BOGOTÁ, Colombia – As Colombia prepares for a sharply divisive presidential runoff election next Sunday, the country’s last major active rebel organization has announced a temporary halt to offensive operations against state security forces, a move that adds another layer of complexity to a already tense electoral race.
In an official statement posted to its social media platform X account on Monday, the National Liberation Army – better known by its Spanish acronym ELN – confirmed it has ordered all its fighters to suspend attacks against Colombian military personnel between June 20 and June 23. The nation’s decisive second-round presidential vote is scheduled for June 21, a contest that will determine the country’s policy direction on peace negotiations, security, and the future of illegal armed groups.
The rebel statement emphasized that the organization recognizes Colombians’ fundamental “right to vote freely” and stressed it has no intention to intimidate electoral candidates or block citizens from exercising their democratic rights.

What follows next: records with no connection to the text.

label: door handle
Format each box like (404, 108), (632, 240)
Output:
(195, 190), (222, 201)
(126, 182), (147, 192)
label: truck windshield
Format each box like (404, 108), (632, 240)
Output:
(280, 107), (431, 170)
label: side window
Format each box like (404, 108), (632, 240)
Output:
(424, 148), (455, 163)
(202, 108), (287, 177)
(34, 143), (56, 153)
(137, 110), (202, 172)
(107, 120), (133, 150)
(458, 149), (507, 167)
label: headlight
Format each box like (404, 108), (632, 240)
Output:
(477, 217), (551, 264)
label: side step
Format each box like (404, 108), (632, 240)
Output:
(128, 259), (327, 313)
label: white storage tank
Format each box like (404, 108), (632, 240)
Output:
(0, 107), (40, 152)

Alongside the ceasefire announcement, the ELN issued a sharp rebuke of outside involvement in Colombia’s domestic political process, writing, “We cannot accept any involvement by leaders of other countries in political decisions that should only concern Colombians.”
This year’s runoff pits two candidates with starkly opposing approaches to rebel groups and peace talks against one another: Iván Cepeda, a leftist senator and close ally of sitting President Gustavo Petro, faces off against Abelardo de la Espriella, a conservative attorney who secured an early-month endorsement from former U.S. President Donald Trump. De la Espriella has run on a hardline platform that promises to scrap the ongoing peace negotiations initiated by the Petro administration, which he argues have emboldened illegal armed groups across the country.
President Petro launched formal peace negotiations with the ELN in 2023, but talks collapsed in 2025 after a wave of rebel offensives in northeastern Colombia displaced more than 56,000 local residents from their homes. Despite the breakdown with the ELN, the Petro administration has continued to hold exploratory talks with other major criminal organizations, including the Gulf Clan, a group that controls large swathes of drug trafficking routes and extracts massive profits from illegal mining operations across rural Colombia.
Tensions over rebel influence in the election have been building for weeks. Last week, the de la Espriella campaign formally requested that Colombian prosecutors open an investigation into allegations that armed groups coerced voters in 109 remote rural municipalities to support Cepeda in the first round of voting held May 31. Cepeda captured more than 70 percent of the vote in those targeted municipalities during the first round, a lopsided result that raised opposition suspicions. The ruling party’s candidate has repeatedly denied any connection or coordination between his campaign and rebel groups.
In the crowded first round that featured 14 total candidates, de la Espriella edged out Cepeda to take the top spot: the conservative candidate won 43.7 percent of the national vote, while Cepeda garnered 40.9 percent, pushing the contest to a runoff.
According to updated data from Colombia’s Ministry of Defense, the ELN boasts a fighting force of more than 6,000 active members across Colombia and neighboring Venezuela, where the group siphons profits from illegal gold mining operations and the global cocaine trade. Founded in the 1960s by labor union leaders and social justice-focused intellectuals inspired by the Cuban Revolution, the organization has evolved dramatically over the decades. In recent years, it has become most widely known for widespread criminal activity in the territories it controls, including systematic extortion of local businesses and repeated attacks on oil infrastructure. President Petro has repeatedly described ELN leadership as “drug traffickers disguised as guerrilla fighters.”
Critics of temporary rebel ceasefires warn that armed groups have a long track record of using these lulls in fighting to reorganize their ranks, rearm, and consolidate control over rural communities, where they continue to run extortion rings and intimidate local populations that oppose their illegal enterprises.